The people of Colorado and the Colorado Division of Wildlife have much to be proud of in this effort to return these reclusive cats to their ancestral hunting grounds in Colorado. Wildlife biologists and conservationists are cautiously optimistic about the future of the lynx. As of summer 2004, more than 100 lynx roam Colorado and at least 46 kittens have been born in the state. Determined to build upon this success, Sinapu will continue to give a voice to Colorado’s wild lynx for generations to come.

The Case for Cougars

Pumas (also known as mountain lions, cougars, and panthers) are integral to the health of the West’s ecosystems. As a top predator, evidence suggests that pumas are a key species within their ecosystems whose impact is felt far beyond their interaction with prey.

They range across the western United States, generally preferring to live and hunt in habitat that provides ambush opportunities, such as ponderosa parks and red rock canyon country. Wherever there is a deer or elk population, pumas are probably not far away.
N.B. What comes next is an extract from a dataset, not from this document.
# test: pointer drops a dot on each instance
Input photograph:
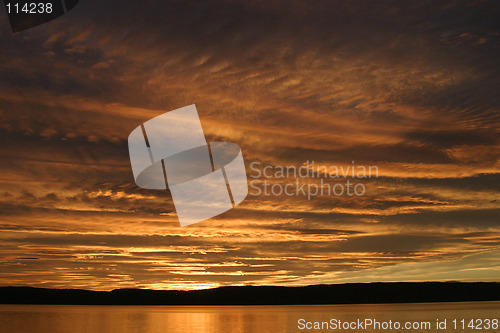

Pumas live in expansive “home ranges” because their favorite prey—deer and elk—are spread thinly across the West’s arid landscape. The home range of male cougars often exceeds 100 square miles.

Pumas are secretive. Contact between humans and pumas is quite rare, although more frequent as development shrinks lion habitat in the Southern Rockies.

Because of their reclusive nature, we can only guess how many pumas live in the West. The Colorado Division of Wildlife estimates that up to 3,500 lions inhabit Colorado (though a 10-year scientific study will shed light on this number in the years ahead).

Pumas have only a few offspring (if any) during a year, and kittens face high mortality rates— both factors that contribute to their fragile populations. A mother cat spends 11 to 24 months raising her kittens, yet few cats reach adulthood (even in populations where humans do not hunt them). Thus, lions need protections against over-hunting—especially of females. Equally important to their survival is prevention of continued infringement on their receding habitat.

Sinapu aims to ensure that Colorado and the West are home to a healthy population of pumas—a precious piece of the West’s wild heritage—for generations to come.